Stern is optimistic it won't come to that.

"I've got 28 days to get the thing launched," he said today at the Kennedy Space Center. "That's a lifetime. We'll probably fly tomorrow, maybe the next day. ... I have this mental image of a padlock with 11,000 tumblers and when they're all right, we'll fly. Yesterday, we had 10,999. Today we have a different 10,999. One day, they'll all line up."

Assuming power is restored in time, NASA and rocket-builder Lockheed Martin hope to launch New Horizons atop an Atlas 5 heavy-lift rocket at 1:08 p.m. Thursday. The launch window extends to 3:07 p.m. The launch window Friday opens at 1 p.m. and closes at 2:59 p.m.

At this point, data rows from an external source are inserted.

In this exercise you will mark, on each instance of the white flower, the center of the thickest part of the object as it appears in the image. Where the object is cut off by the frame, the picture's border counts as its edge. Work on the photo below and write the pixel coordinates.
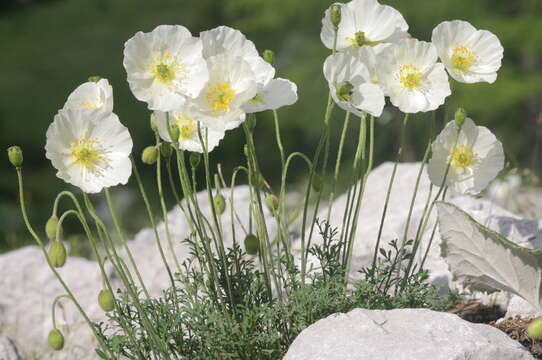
(351, 86)
(273, 95)
(411, 77)
(363, 22)
(165, 66)
(470, 55)
(231, 84)
(91, 95)
(89, 149)
(186, 119)
(475, 157)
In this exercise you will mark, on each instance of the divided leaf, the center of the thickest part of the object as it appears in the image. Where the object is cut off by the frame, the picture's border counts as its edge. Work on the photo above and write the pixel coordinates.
(482, 258)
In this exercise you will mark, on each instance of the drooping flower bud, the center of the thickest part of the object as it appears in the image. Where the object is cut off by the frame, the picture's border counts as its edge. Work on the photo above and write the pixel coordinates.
(57, 254)
(195, 159)
(166, 150)
(220, 204)
(252, 245)
(460, 116)
(55, 339)
(106, 300)
(94, 78)
(335, 15)
(534, 330)
(272, 203)
(51, 227)
(149, 155)
(269, 56)
(15, 155)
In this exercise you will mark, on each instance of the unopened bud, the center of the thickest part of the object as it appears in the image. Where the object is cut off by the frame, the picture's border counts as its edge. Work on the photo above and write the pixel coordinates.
(269, 56)
(15, 155)
(51, 227)
(106, 300)
(94, 78)
(55, 339)
(335, 15)
(317, 182)
(460, 116)
(534, 330)
(166, 150)
(220, 204)
(272, 203)
(252, 245)
(57, 254)
(195, 159)
(149, 155)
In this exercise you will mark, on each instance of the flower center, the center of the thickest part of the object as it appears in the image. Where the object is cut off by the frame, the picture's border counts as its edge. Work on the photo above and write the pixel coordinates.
(462, 156)
(220, 97)
(463, 58)
(410, 77)
(87, 153)
(187, 126)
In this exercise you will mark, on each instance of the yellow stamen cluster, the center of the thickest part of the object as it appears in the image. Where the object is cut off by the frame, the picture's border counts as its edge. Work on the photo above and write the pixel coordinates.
(220, 97)
(410, 77)
(463, 58)
(462, 156)
(87, 154)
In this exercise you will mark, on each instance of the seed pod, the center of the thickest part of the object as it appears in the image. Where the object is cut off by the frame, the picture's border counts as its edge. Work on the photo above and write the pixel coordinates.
(220, 204)
(57, 254)
(15, 155)
(55, 339)
(534, 330)
(460, 116)
(195, 159)
(106, 300)
(149, 155)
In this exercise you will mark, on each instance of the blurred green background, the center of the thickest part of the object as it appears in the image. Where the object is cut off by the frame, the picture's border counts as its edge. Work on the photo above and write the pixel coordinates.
(49, 47)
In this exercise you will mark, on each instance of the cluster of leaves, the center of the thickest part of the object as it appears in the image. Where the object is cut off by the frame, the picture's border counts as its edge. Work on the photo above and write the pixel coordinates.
(250, 324)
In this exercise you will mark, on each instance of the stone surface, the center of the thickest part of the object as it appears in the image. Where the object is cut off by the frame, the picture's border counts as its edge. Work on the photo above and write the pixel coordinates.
(403, 334)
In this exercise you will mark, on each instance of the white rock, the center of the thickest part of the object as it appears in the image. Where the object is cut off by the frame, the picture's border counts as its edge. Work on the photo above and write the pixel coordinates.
(403, 334)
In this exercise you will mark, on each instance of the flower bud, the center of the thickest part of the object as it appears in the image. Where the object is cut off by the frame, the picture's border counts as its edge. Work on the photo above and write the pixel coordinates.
(57, 254)
(55, 339)
(220, 204)
(15, 155)
(269, 56)
(166, 150)
(272, 203)
(51, 227)
(149, 155)
(94, 78)
(252, 245)
(534, 330)
(317, 182)
(335, 15)
(106, 300)
(195, 159)
(460, 116)
(174, 133)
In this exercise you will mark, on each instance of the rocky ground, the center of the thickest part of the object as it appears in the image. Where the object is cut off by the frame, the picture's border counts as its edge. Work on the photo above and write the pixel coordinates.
(28, 286)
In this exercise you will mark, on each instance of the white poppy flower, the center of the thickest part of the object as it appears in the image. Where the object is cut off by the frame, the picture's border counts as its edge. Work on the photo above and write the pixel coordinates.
(470, 55)
(475, 160)
(410, 75)
(231, 84)
(165, 66)
(363, 22)
(89, 149)
(275, 94)
(91, 95)
(186, 119)
(351, 86)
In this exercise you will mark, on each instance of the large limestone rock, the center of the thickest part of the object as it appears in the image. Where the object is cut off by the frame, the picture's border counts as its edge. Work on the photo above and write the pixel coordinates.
(404, 334)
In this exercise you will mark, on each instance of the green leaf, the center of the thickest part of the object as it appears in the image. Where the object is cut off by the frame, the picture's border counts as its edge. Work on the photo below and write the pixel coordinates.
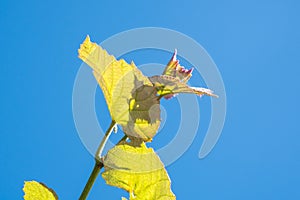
(38, 191)
(130, 96)
(138, 170)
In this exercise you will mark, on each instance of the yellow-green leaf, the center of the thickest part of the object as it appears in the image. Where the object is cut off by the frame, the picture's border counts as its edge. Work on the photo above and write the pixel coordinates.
(37, 191)
(167, 85)
(130, 96)
(138, 170)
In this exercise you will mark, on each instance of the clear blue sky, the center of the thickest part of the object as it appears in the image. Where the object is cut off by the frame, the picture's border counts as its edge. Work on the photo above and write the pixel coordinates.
(255, 45)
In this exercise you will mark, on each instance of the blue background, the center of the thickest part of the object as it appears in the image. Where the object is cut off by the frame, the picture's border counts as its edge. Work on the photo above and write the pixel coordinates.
(255, 45)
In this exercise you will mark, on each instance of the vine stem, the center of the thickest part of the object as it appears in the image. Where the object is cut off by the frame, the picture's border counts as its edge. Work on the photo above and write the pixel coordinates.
(98, 164)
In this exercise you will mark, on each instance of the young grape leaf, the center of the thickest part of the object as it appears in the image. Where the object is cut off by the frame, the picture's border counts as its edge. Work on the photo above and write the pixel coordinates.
(138, 170)
(174, 69)
(132, 98)
(170, 86)
(38, 191)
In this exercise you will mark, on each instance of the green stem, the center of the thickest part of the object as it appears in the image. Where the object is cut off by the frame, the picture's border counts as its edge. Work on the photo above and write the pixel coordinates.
(90, 183)
(98, 164)
(104, 140)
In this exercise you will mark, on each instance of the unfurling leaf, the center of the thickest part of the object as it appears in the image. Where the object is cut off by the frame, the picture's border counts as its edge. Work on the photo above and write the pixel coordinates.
(37, 191)
(167, 86)
(130, 96)
(174, 69)
(138, 170)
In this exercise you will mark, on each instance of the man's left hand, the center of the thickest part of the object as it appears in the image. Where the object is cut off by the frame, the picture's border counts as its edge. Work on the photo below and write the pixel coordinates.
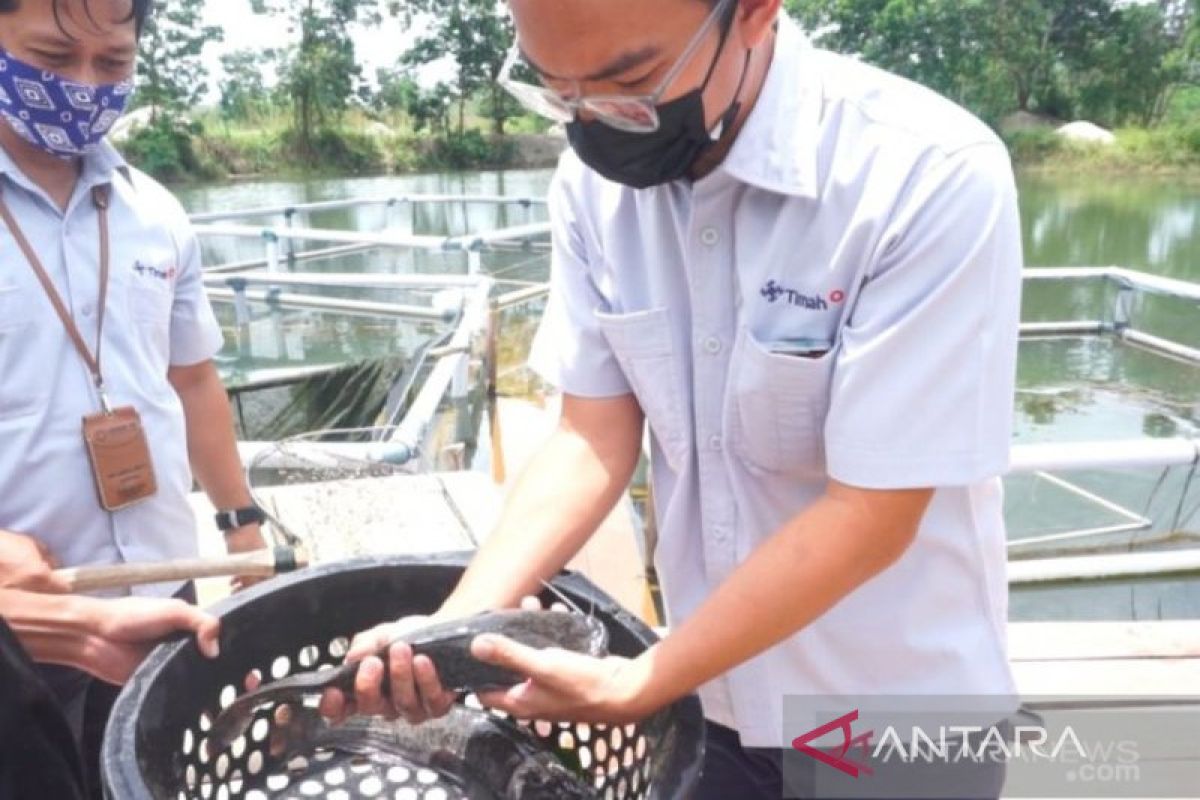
(565, 686)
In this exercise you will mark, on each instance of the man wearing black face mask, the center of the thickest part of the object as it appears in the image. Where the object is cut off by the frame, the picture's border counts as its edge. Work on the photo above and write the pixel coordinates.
(803, 274)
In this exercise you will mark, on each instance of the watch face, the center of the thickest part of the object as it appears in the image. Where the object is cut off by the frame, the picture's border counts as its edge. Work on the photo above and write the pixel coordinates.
(239, 517)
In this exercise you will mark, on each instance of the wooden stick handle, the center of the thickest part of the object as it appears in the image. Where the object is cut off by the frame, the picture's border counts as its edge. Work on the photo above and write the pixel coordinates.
(265, 564)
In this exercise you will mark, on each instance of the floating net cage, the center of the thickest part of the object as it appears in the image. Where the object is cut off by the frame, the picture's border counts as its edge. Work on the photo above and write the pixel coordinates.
(354, 492)
(156, 741)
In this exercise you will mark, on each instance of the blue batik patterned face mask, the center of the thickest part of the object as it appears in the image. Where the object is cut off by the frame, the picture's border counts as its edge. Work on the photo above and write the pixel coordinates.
(64, 118)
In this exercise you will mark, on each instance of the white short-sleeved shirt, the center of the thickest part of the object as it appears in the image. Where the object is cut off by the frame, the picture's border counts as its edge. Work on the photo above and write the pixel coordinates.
(856, 210)
(157, 317)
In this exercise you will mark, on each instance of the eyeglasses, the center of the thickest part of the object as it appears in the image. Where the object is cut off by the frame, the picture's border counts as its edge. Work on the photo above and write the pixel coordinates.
(633, 113)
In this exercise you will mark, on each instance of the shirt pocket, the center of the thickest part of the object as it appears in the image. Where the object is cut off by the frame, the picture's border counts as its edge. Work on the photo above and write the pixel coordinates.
(643, 346)
(149, 308)
(22, 373)
(779, 403)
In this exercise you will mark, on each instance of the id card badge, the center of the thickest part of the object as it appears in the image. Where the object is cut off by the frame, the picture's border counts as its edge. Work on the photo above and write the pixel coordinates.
(120, 458)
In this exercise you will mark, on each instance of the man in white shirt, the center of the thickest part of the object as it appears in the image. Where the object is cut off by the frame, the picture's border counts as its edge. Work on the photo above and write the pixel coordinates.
(804, 275)
(132, 352)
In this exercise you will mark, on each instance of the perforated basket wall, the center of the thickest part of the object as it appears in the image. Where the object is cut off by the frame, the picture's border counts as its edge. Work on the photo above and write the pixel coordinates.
(155, 744)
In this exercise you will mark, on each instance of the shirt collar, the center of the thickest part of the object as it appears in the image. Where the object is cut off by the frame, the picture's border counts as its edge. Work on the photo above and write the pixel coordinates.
(777, 148)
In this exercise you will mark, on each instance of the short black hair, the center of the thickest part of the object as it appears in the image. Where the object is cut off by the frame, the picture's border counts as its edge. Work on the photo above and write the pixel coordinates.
(138, 13)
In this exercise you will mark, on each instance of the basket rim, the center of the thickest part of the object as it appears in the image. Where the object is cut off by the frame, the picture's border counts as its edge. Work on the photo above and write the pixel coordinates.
(120, 771)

Here is an updated timeline of major ascent events For a Jan. 19 launch (all times in EST):


TIME...............T+MM:SS...EVENT

01:08:00 PM...T-00:08...Guidance to inertial
01:08:00 PM...T-00:03...RD-180 ignition

01:08:00 PM...T+00:01...Liftoff
01:08:05 PM...T+00:05...Start RD-180 throttle down for max Q
01:08:27 PM...T+00:27...Roll, pitch, yaw maneuver complete
01:08:24 PM...T+00:44...Max Q (900 psf)
01:09:34 PM...T+01:34...SRB burnout
01:09:47 PM...T+01:47...SRB jettison (1,2)
01:09:48 PM...T+01:48...SRB jettison (3,4,5)
01:11:23 PM...T+03:23...Payload fairing jettison
01:11:28 PM...T+03:28...Forward load reactor jettison
01:12:28 PM...T+04:28...Booster engine cutoff
01:12:34 PM...T+04:34...Atlas/Centaur separation

01:12:44 PM...T+04:44...Centaur main engine start (MES)  1
01:18:06 PM...T+10:06...Centaur main engine cutoff (MECO) 1
						(orbit: 101 X 132 sm)
01:40:37 PM...T+32:37...Centaur MES 2
01:50:16 PM...T+42:16...Centaur MECO 2 (altitude: 157 sm)
01:50:26 PM...T+42:26...Spacecraft/Star 48B spinup
01:50:29 PM...T+42:29...Centaur/Star 48B separation

01:51:06 PM...T+43:05...Star 48B ignition
01:52:33 PM...T+44:33...Star 48B burnout (altitude: 238 sm)
01:56:01 PM...T+48:00...Spacecraft separation

Whenever it finally blasts off, New Horizons will depart Earth at a record 10 miles per second, passing the moon's orbit in just nine hours and reaching Jupiter in just 13 months.

Even so, it will take the nuclear-powered New Horizons another eight years to reach Pluto, flying past the frozen world in July 2015 before streaking on into the Kuiper Belt, a broad disk of icy dwarf worlds left over from the formation of the solar system 4.6 billion years ago.

Equipped with a half-dozen sophisticated instruments, New Horizons is expected to return a treasure trove of information about the outer solar system, including the first close-up images of Pluto and its oversize moon, Charon.